Predicted long-term persistence of serum antibody responses against HPV-16 and HPV-18
Statistical modeling included the results for subjects who received three doses of the vaccine and for whom data were available at each time point until Year 10 to predict the durability of HPV-16 and HPV-18 antibody response. Figure 4 shows the predicted kinetics of anti-HPV-16 and anti-HPV-18 antibody responses over 50 years after the first dose of vaccination. The modified power-law model predicted a stable antibody response.

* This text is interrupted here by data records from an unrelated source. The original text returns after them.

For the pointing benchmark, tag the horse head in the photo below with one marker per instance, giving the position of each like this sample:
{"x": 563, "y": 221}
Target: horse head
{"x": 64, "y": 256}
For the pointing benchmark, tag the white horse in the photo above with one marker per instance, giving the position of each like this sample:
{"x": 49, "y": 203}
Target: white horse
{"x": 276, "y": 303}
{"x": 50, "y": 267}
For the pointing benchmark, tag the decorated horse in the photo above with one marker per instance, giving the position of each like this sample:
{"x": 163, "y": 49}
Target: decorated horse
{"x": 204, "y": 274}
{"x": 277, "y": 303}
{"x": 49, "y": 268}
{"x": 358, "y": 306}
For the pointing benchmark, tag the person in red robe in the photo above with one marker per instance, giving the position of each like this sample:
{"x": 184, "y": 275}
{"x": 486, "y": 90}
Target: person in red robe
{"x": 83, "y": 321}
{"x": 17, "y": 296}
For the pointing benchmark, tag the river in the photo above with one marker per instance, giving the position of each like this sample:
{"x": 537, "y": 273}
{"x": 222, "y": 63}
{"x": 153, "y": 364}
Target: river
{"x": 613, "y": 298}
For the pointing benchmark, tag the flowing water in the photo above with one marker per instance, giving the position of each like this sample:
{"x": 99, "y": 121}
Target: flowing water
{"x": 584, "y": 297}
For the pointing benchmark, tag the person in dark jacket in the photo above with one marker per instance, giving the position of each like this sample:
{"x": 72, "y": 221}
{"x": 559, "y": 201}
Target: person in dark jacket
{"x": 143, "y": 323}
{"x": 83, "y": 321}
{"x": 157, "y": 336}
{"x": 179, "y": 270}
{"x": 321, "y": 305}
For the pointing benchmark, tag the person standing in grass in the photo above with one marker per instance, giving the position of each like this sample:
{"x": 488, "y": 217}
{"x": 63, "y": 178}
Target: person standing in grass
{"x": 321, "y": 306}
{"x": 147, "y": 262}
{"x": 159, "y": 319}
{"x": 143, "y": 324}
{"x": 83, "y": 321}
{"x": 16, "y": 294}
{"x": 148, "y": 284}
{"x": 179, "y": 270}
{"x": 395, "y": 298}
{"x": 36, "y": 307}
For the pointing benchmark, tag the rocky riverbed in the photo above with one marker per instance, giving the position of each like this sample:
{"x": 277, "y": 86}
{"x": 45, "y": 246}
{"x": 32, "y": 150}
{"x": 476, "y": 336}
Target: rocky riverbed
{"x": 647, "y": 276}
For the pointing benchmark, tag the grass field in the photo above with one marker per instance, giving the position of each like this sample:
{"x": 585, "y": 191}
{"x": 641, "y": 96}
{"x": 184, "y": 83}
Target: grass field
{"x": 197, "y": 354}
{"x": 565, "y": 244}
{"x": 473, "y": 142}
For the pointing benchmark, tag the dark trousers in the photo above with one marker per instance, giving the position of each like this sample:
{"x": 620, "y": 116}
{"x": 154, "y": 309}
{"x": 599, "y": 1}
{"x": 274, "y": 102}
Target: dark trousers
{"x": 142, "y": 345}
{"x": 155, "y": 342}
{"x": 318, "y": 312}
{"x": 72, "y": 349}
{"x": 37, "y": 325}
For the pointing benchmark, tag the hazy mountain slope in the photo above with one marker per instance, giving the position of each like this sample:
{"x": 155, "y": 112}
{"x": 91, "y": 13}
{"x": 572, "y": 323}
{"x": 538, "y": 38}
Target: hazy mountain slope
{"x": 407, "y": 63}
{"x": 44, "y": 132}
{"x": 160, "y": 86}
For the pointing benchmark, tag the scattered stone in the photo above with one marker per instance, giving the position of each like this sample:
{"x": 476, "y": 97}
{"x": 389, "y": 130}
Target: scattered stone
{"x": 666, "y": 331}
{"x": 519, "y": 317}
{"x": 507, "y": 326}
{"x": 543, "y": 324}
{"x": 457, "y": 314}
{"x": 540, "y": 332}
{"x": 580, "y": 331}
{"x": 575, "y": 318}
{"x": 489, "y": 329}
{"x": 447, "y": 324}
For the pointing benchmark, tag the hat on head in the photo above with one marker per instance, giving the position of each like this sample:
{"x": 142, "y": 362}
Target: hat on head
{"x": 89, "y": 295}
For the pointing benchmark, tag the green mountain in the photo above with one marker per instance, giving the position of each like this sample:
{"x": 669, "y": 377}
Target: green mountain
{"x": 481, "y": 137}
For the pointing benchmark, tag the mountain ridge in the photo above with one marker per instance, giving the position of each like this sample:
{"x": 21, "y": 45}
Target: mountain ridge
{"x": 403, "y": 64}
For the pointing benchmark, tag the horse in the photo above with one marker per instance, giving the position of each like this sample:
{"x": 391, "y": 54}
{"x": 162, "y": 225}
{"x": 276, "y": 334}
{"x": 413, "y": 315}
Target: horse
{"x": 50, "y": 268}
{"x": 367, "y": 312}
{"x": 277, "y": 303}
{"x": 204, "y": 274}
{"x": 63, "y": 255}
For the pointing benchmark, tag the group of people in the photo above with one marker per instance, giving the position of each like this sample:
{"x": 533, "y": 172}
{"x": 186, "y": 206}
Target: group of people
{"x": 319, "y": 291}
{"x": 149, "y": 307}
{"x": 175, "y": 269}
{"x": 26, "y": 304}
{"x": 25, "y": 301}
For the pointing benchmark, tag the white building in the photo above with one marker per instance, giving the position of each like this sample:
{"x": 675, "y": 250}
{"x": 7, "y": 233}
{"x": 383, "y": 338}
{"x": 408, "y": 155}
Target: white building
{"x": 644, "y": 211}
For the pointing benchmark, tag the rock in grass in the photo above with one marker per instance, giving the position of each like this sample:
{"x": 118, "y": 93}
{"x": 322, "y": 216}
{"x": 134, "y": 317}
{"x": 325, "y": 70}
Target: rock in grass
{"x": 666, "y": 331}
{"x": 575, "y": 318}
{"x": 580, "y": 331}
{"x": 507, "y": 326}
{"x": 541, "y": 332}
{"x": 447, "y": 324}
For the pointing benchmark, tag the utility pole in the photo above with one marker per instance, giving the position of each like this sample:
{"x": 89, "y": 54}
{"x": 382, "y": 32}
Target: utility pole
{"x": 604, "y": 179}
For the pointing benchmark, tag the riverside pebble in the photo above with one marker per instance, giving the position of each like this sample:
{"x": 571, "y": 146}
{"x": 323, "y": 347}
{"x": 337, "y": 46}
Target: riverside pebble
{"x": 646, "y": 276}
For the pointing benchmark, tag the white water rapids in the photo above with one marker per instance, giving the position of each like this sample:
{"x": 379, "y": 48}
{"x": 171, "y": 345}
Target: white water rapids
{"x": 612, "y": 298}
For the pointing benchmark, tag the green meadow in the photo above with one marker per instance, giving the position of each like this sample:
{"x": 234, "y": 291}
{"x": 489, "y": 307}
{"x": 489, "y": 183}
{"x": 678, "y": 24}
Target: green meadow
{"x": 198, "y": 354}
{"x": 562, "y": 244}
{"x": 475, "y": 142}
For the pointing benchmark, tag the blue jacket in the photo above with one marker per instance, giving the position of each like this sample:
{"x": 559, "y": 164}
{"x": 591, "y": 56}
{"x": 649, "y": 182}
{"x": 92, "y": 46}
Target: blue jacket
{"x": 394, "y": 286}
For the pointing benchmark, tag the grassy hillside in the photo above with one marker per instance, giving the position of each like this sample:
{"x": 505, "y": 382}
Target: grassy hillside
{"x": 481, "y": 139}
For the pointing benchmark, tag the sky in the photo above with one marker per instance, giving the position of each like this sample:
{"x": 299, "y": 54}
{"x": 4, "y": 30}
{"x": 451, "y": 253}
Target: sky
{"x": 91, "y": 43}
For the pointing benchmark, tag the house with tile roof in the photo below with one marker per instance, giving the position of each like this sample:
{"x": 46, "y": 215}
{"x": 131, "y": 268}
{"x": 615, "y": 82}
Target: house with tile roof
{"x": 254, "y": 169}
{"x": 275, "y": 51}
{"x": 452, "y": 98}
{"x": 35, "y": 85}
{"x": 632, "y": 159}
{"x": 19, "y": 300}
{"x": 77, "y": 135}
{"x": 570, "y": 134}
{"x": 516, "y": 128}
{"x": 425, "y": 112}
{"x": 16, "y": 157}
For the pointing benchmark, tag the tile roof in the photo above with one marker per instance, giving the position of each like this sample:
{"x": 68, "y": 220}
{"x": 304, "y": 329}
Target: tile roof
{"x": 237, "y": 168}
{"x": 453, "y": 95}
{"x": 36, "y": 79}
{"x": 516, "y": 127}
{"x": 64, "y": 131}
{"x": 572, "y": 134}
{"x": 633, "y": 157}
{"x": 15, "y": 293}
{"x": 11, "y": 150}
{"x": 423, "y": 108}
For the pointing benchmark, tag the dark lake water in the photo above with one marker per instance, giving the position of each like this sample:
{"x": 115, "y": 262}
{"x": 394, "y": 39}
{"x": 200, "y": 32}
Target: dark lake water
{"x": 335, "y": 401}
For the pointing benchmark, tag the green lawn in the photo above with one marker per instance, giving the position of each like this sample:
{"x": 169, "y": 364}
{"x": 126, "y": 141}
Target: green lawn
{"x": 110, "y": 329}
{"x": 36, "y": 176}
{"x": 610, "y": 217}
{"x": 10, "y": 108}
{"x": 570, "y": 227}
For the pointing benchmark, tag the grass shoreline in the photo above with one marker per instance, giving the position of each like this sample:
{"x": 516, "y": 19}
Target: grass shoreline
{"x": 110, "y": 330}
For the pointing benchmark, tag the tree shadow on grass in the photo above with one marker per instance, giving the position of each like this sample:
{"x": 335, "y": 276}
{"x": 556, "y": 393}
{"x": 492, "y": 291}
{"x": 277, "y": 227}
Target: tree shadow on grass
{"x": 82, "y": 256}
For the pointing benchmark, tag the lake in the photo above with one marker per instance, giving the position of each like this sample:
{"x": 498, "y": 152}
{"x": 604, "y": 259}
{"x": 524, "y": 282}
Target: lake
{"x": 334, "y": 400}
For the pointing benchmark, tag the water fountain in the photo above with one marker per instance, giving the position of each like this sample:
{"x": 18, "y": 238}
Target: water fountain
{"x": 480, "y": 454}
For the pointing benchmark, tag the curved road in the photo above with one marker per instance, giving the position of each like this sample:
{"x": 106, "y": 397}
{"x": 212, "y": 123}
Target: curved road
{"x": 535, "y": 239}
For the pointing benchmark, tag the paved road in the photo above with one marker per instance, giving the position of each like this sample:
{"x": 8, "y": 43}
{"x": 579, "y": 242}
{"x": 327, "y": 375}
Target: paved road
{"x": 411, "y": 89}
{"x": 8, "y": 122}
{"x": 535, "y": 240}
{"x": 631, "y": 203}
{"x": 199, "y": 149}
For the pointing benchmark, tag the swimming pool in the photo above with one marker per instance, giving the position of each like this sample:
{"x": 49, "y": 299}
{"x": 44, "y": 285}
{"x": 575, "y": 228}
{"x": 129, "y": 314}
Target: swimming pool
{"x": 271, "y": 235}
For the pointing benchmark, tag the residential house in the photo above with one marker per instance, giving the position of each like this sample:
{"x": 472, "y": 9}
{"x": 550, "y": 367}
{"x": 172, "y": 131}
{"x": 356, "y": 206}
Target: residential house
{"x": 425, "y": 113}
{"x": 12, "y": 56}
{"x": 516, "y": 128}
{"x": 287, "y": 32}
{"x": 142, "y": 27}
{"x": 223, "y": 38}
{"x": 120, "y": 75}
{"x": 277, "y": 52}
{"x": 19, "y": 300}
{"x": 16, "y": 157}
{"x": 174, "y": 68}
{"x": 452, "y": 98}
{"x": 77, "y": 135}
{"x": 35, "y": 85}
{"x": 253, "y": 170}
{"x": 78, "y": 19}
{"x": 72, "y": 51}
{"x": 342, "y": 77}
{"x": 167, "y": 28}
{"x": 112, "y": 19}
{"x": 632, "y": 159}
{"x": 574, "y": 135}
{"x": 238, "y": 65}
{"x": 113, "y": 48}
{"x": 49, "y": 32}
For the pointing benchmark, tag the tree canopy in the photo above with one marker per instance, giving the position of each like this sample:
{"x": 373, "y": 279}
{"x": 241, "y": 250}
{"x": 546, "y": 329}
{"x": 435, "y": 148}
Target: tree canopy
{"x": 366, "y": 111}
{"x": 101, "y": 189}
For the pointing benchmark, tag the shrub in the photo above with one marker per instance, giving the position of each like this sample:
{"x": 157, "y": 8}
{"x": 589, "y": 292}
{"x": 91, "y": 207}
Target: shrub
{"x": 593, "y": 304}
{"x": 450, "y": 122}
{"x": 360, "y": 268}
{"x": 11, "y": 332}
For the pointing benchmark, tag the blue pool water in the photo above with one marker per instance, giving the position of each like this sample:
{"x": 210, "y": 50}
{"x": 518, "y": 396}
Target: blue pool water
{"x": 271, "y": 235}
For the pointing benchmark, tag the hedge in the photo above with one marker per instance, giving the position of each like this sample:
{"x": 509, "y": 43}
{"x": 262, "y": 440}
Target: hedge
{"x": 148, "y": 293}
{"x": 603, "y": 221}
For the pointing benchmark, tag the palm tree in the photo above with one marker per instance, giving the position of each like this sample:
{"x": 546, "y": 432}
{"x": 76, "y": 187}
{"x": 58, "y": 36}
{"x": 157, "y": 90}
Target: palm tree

The piecewise model predicted a slow decay of antibody response which, however, remained well above natural infection levels over 50 years after vaccination (Figure 4). Considering the interpersonal variability in terms of vaccine responses, additional model-based estimations were performed to predict the durability, ensuring that 95% of the subjects would still have anti-HPV-16 and -18 antibody levels above those induced by natural infection. The piecewise model predicted the durability of antibody levels above natural infection of 70.1 years for anti-HPV-16 and of 78.8 years for anti-HPV-18. The modified power-law model predicted lifelong durability for both anti-HPV-16 and anti-HPV-18 (Table 1).
Table 1.
Antigen | Antibody level at natural infection (EU/mL) |
Model | Population GMTs at 50 years post vaccination (EU/mL) | Predicted time for antibody levels above natural infection in 95% participants (years) |
---|---|---|---|---|
HPV-16 | 29.8 | Piecewise | 111.2 | 70.1 |
Modified power-law | 1,493.9 | Always | ||
HPV-18 | 22.7 | Piecewise | 90.3 | 78.8 |
Modified power-law | 555.4 | Always |
Safety
During the follow-up period from Month 0 to Month 120, a total of 99 subjects (17.8%) reported 155 serious adverse events (SAEs). One case of SAE (abdominal pain) was reported 4 days after the first dose of vaccination. Four cases of SAE were reported between the second and third dose of vaccination: injury with time-to-onset (TTO) of 7 days, gunshot wound (TTO: 41 days), bacterial pneumonia (TTO: 42 days) and abdominal pain (TTO: 54 days). Five cases of SAE were reported within 6 months after the third dose of vaccination: dehydration, gastroenteritis and upper respiratory tract infection developed in one subject (TTO: 15 days), herpangina (TTO: 16 days) and syncope (TTO: 26 days). One hundred forty-five cases of SAE were reported during the follow-up period of Years 2–10; the most commonly reported SAE during this period was appendicitis (n = 9). None of these 155 SAEs was considered causally related to vaccination and none of them had a fatal outcome. No participants withdrew from the study because of an adverse event (AE)/SAE.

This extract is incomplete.